As evidence, Coontz points to a 2014 study published in the journal Personal Relationships.
For that study, researchers recruited about 150 couples and had half interact with another couple they’d never met before. Half the couples in both groups engaged in small talk; the other half asked each other deeper questions.
Results showed that couples who interacted with another couple and asked each other deep questions showed the greatest increase in passionate love for their own partners at the end of the experiment.
The 2014 study extends the findings of a 2010 study, also published in the journal Personal Relationships. That study, which was smaller, found that couples who had meaningful conversations with other couples felt closer to their own partners afterward.
Data from the Sloan Center’s Five Hundred Family Study at the National Opinion Research Center tells a similar story. As Pamela B. Paresky explains in a blog post for Psychology Today, “the highest-quality time couples spent together was the kid-free time they spent together with friends.”
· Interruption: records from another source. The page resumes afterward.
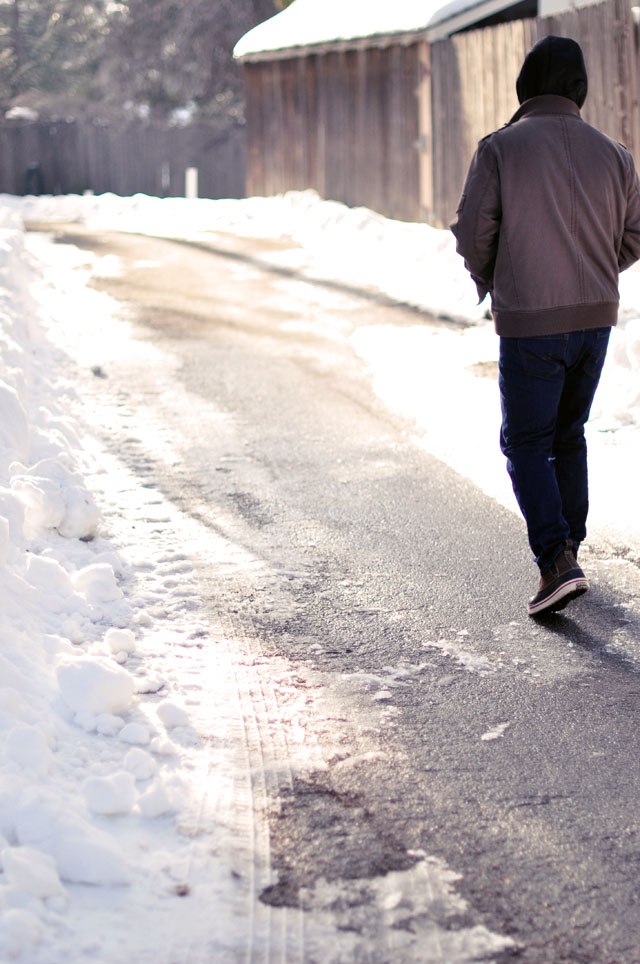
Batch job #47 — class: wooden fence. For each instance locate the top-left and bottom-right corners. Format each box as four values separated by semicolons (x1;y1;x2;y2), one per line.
244;44;420;221
426;0;640;225
0;121;245;198
243;0;640;226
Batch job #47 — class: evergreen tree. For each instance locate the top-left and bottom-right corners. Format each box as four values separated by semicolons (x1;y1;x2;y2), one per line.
0;0;107;105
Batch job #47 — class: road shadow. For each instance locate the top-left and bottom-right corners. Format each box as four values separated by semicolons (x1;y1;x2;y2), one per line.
534;588;640;676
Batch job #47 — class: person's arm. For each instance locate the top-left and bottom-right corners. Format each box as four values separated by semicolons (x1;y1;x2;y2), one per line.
451;139;502;301
618;155;640;271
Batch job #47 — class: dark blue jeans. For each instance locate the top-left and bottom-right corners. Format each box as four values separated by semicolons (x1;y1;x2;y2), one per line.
500;328;611;573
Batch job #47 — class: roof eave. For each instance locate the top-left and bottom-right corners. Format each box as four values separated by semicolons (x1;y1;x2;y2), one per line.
236;0;518;63
236;28;428;64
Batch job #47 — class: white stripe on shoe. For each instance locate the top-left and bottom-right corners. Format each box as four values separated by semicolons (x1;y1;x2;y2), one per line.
527;575;589;616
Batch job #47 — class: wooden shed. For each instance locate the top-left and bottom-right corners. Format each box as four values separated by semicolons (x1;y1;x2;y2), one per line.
235;0;640;226
235;0;537;223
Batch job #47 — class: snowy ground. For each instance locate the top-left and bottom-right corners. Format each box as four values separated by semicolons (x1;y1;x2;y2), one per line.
0;193;640;964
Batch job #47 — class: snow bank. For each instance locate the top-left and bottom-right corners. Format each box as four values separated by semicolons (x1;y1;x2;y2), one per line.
0;206;250;964
8;191;640;557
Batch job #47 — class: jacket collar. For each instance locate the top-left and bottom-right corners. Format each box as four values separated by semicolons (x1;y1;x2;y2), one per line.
507;94;580;126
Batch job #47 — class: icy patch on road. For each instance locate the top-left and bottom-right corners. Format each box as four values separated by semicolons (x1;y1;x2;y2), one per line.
0;215;516;964
288;851;516;964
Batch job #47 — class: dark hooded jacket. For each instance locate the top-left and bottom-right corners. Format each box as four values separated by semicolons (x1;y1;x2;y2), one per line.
451;37;640;337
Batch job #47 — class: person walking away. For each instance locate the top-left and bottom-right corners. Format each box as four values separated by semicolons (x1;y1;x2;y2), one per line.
451;36;640;616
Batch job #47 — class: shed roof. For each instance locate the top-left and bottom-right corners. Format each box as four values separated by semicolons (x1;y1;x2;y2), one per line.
234;0;516;60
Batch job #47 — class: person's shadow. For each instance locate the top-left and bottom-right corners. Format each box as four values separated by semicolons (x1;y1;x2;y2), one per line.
534;586;640;675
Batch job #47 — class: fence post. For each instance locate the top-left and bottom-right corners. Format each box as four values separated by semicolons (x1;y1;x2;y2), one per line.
184;167;198;200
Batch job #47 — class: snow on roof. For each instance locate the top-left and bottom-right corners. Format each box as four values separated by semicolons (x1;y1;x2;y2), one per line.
234;0;490;59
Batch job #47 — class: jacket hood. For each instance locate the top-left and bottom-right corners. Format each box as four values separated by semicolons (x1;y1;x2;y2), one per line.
516;36;587;107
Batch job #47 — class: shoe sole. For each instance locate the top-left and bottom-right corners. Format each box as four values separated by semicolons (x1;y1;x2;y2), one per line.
527;577;589;616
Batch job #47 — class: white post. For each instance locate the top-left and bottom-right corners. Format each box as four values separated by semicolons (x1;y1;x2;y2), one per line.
184;167;198;199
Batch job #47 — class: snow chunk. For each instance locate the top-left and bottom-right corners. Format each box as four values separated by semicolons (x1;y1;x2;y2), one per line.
138;779;178;820
156;700;189;730
0;847;65;900
124;747;158;780
11;458;100;539
56;657;134;716
82;771;136;816
480;723;510;742
15;788;130;885
72;562;123;603
104;629;136;656
27;555;73;596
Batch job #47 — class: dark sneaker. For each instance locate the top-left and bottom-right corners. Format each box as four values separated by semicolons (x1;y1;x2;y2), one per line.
527;546;589;616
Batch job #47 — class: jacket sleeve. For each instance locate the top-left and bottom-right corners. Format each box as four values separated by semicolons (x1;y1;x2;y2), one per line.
618;155;640;271
451;138;502;301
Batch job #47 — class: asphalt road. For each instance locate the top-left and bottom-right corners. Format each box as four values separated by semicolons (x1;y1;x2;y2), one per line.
32;226;640;964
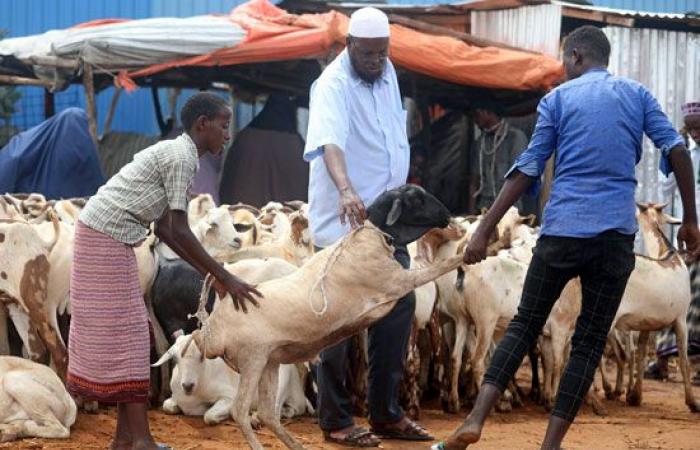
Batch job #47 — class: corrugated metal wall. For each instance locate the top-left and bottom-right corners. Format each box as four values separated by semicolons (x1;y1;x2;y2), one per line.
471;5;561;58
0;0;256;134
604;27;700;210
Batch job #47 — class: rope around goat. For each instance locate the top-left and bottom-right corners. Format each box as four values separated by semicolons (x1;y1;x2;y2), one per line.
309;225;393;317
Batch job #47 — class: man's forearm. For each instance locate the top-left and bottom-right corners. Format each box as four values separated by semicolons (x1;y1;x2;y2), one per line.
476;170;534;235
155;213;225;278
323;144;353;192
669;145;698;223
168;230;225;278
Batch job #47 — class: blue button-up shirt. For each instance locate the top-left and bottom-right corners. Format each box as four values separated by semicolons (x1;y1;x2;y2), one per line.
506;69;683;238
304;50;409;247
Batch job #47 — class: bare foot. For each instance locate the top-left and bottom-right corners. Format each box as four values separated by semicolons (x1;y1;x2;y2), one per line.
443;422;481;450
109;439;131;450
131;439;172;450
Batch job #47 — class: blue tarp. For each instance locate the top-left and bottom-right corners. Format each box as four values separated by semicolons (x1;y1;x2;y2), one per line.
0;108;105;199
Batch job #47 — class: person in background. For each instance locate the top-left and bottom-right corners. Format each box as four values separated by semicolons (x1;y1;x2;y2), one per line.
468;105;527;212
219;93;309;208
66;92;260;450
434;25;700;450
645;102;700;385
304;8;432;447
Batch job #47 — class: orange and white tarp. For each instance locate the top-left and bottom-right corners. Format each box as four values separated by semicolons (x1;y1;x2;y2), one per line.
0;0;563;91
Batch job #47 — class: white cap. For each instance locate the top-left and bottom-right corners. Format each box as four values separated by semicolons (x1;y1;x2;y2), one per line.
348;7;389;38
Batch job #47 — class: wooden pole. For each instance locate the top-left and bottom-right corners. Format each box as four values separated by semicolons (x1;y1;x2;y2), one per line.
100;88;122;141
389;14;540;54
83;62;98;145
0;75;53;89
21;56;80;70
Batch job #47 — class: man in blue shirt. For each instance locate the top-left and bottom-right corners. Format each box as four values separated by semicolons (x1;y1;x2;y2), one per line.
435;26;700;450
304;8;432;447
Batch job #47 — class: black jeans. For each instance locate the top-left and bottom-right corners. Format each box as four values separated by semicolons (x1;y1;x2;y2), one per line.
317;246;416;431
484;231;635;422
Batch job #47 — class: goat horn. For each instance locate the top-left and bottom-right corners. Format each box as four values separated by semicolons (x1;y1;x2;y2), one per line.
228;203;260;216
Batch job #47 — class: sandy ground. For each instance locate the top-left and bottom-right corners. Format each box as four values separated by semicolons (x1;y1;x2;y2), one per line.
0;374;700;450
Seeing other people laugh at your partner’s old stories can remind you how great your partner really is
Coontz suggests that socialising with others lets each partner show off their strengths. She writes: “My husband tells great stories, but I’ve heard most of them and am not interested in hearing them again when we’re by ourselves. When we’re out with others, however, I urge him to tell away. Their positive reaction validates me as well as him.”
Indeed, the 2014 study found that it wasn’t self-disclosure (as in, revealing personal details to another couple) itself that predicted the increase in passionate love within couples. Instead, it was mostly the way the other couple reacted to those disclosures.
Ultimately, this research doesn’t suggest you should never spend time alone with your partner. Especially in the early stages of your relationship – i.e. when you haven’t yet heard the same stories 100 times – it makes sense to get to know your partner in a more private setting.
But once your relationship has progressed to a more serious phase, double dating can be a useful way to both stave off boredom and reignite your passion for each other.